If inference times out (after `timeout` seconds) or errors, the detector returns `fallback_threshold` (`0.8`) instead of a fresh prediction. A high fallback keeps the conversation moving when the model is briefly slow, at the cost of occasionally ending a turn early.

## Interruptions

`interruption` decides what happens when the caller speaks while the agent is talking. The whole block is optional; omit it to use the agent's defaults.

| Field                        | Type    | Default    | Description                                                                                             |
| ---------------------------- | ------- | ---------- | ------------------------------------------------------------------------------------------------------- |
| `mode`                       | enum    | `adaptive` | `adaptive` or `vad`. `adaptive` weighs speech content; `vad` triggers on detected voice activity alone. |
| `enabled`                    | bool    | `true`     | Whether the caller can interrupt the agent at all.                                                      |
| `min_duration`               | float   | unset      | Minimum seconds of caller speech required to count as an interruption.                                  |
| `min_words`                  | integer | unset      | Minimum number of caller words required to count as an interruption.                                    |
| `false_interruption_timeout` | float   | `2.0`      | Seconds the agent waits before deciding an interruption was false (for example, a stray "mm-hmm").      |
| `resume_false_interruption`  | bool    | `true`     | Resume the agent's response after a false interruption is detected.                                     |

Use `min_duration` and `min_words` to filter out backchannels like "yeah" or "okay" so the agent keeps talking through them.
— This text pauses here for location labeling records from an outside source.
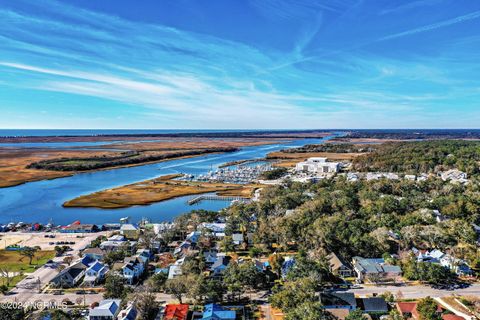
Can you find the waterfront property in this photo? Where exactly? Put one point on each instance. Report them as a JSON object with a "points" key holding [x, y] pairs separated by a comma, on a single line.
{"points": [[375, 270], [317, 165]]}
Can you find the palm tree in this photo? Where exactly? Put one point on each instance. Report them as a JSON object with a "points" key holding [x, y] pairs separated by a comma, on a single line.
{"points": [[29, 252]]}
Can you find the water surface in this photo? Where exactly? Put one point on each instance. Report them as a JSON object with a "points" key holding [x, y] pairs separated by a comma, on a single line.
{"points": [[42, 200]]}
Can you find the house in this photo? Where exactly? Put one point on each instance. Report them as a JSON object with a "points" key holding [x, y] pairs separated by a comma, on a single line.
{"points": [[215, 312], [338, 300], [317, 165], [80, 228], [118, 242], [237, 238], [70, 276], [145, 255], [129, 313], [95, 273], [107, 310], [454, 175], [220, 264], [287, 264], [132, 269], [176, 269], [458, 266], [94, 253], [338, 266], [375, 270], [217, 229], [408, 309], [373, 305], [175, 312], [210, 257], [130, 231]]}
When a brief sound does stop the agent, `false_interruption_timeout` plus `resume_false_interruption` let it pick the response back up instead of dropping it.

<Tip>
  Set `enabled` to `false` only for scripted segments where the agent must finish, such as a required disclosure. For normal conversation, keep interruptions on so callers can talk naturally.
</Tip>

## Endpointing

`endpointing` sets how long the agent waits after the caller stops before it responds. The turn-detection probability selects which bound applies: a high probability (the caller seems done) uses `min_delay`; a low one (the caller may continue) uses `max_delay`.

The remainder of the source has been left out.